Most recently, The Berg Haus has given customers the opportunity to use their phones to place food and beverage orders for dine-in right from their table or bar stool. Servers still greet patrons in person and will take orders the traditional way if that’s what is wanted, Ringgenberg said. But the option for customers to get things started for themselves is also available.
Ringgenberg doesn’t expect or need everyone to self-order. But he thinks some technology-adept regulars will appreciate the expediency of sending their requests straight to the kitchen or bar. If 30% of customers order by phone, Ringgenberg estimates he’ll need two fewer servers on the floor.
“We can still keep the same level of service with fewer people, which is what was the motivator behind it anyway because we couldn’t get people,” he said. It takes a staff of 22 to man the independent neighborhood gastro pub, which can seat nearly 200 people inside and 100 on the patio.
Like most businesses in the nation, The Berg Haus has struggled with labor. It even shrunk down its menu to the basics this spring, offering only wings and burgers for a time, in an effort to simplify the work its short-handed kitchen faced.
The Berg Haus pays its back-of-the-house workers several dollars above minimum wage and has changed the way it compensates staff as part of an effort to keep more qualified people in the kitchen, Ringgenberg said.
“If we don’t have people making food, we don’t have a product to sell and then you’re making zero,” Ringgenberg said he tells his employees.
The Berg Haus is building up its team and expects to have a full crew before the end of May.
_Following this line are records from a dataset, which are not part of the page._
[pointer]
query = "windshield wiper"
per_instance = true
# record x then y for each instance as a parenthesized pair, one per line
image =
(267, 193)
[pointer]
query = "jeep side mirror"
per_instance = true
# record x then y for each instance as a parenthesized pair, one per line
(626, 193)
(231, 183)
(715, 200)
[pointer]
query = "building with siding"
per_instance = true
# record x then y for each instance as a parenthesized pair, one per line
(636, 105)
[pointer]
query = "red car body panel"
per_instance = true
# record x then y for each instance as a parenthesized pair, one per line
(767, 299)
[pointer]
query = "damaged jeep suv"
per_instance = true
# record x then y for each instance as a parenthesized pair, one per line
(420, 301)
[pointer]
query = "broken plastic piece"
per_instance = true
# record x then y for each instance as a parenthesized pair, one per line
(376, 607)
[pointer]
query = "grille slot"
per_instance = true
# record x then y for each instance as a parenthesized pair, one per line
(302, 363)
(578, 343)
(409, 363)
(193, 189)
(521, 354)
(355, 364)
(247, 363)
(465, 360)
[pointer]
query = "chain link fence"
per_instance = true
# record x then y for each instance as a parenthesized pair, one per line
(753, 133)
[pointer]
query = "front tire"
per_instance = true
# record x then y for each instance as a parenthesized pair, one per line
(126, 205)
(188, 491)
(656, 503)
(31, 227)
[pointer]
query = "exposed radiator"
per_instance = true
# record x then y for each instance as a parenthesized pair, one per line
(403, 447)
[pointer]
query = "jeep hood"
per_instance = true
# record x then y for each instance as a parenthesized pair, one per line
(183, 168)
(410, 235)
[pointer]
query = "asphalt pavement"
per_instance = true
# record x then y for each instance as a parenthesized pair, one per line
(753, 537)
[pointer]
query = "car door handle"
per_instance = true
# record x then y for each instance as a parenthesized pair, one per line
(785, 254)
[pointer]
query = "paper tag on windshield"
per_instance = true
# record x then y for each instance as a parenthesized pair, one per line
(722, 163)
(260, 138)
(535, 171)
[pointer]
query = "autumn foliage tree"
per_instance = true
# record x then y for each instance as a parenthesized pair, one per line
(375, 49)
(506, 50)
With some of its part-time workers coming home from college for the summer, The Berg Haus should presently have all the help it needs, Ringgenberg said.
The next step is expanding what the kitchen offers. Ringgenberg said customers can look forward to fun food and beverage pairings and new menu items this summer as The Berg Haus strives to earn a place in the heart of its community.
When people want to go out, only a smattering of places immediately occur to them, Ringgenberg said.
“There’s really only five or six that they keep on their mind. … We want to be one of those,” he said. “That’s the goal.”